So came in this AM and none of the network drives were accessible. traced the problem to the POOL in the TrueNAS being offline and then found all the messages TreuNAS was sending last night about the situation in my EMAIL:
At 5:08 PM yesterday:
New alert:
* Pool VIPER_AFA state is UNAVAIL: One or more devices is currently being resilvered. The pool will continue to function, possibly in a degraded state.
The following devices are not healthy:
At 6:09 PM this:
New alert:
* Pool VIPER_AFA state is UNAVAIL: One or more devices are faulted in response to persistent errors. There are insufficient replicas for the pool to continue functioning.

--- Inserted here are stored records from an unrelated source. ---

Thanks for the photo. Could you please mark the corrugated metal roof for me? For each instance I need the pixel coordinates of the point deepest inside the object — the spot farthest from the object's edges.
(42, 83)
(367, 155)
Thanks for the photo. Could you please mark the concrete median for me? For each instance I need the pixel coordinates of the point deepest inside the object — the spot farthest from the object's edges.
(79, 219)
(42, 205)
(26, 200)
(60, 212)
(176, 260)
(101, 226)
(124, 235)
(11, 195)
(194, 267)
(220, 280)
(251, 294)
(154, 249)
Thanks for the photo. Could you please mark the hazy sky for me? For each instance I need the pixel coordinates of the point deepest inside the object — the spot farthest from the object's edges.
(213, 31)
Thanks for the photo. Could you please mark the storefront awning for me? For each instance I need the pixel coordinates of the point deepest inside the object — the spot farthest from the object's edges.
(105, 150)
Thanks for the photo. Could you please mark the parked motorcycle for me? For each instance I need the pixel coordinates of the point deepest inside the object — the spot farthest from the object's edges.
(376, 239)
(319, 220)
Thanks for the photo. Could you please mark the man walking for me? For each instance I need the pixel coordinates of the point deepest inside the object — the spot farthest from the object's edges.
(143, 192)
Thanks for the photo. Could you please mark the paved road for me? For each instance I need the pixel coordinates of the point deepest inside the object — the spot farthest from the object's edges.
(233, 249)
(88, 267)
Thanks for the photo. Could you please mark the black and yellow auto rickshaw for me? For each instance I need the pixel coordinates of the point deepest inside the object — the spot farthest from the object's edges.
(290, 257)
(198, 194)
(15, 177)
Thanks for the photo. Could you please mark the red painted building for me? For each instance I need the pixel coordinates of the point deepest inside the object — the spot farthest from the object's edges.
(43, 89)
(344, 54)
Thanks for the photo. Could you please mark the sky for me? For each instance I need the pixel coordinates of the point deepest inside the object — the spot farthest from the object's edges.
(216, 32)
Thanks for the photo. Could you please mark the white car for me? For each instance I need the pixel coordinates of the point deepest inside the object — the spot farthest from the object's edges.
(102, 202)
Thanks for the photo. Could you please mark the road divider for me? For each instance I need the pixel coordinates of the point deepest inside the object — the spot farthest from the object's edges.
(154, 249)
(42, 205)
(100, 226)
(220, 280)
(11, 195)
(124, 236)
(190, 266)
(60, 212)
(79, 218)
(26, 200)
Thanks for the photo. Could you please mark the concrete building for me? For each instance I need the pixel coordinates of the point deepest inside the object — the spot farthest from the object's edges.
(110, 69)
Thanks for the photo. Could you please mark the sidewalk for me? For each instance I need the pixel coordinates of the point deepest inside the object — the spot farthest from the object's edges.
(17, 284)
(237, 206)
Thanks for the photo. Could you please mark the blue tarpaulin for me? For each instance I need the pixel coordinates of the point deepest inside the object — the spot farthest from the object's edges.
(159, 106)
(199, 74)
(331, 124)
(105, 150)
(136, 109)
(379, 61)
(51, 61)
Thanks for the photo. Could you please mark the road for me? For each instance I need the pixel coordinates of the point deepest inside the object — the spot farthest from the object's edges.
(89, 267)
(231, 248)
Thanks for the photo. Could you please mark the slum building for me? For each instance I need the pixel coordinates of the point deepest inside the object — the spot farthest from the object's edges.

The following devices are not healthy:
At 6:29 this:
New alert:
* Pool VIPER_AFA state is UNAVAIL: One or more devices are faulted in response to persistent errors. There are insufficient replicas for the pool to continue functioning.
The following devices are not healthy:
At 9:03 this:
New alert:
* Pool VIPER_AFA state is UNAVAIL: One or more devices are faulted in response to persistent errors. There are insufficient replicas for the pool to continue functioning.
The following devices are not healthy:
By 9:10 this:
New alert:
* Pool VIPER_AFA state is UNAVAIL: One or more devices are faulted in response to persistent errors. There are insufficient replicas for the pool to continue functioning.
The following devices are not healthy:
* Device: /dev/da0, failed to read SMART values.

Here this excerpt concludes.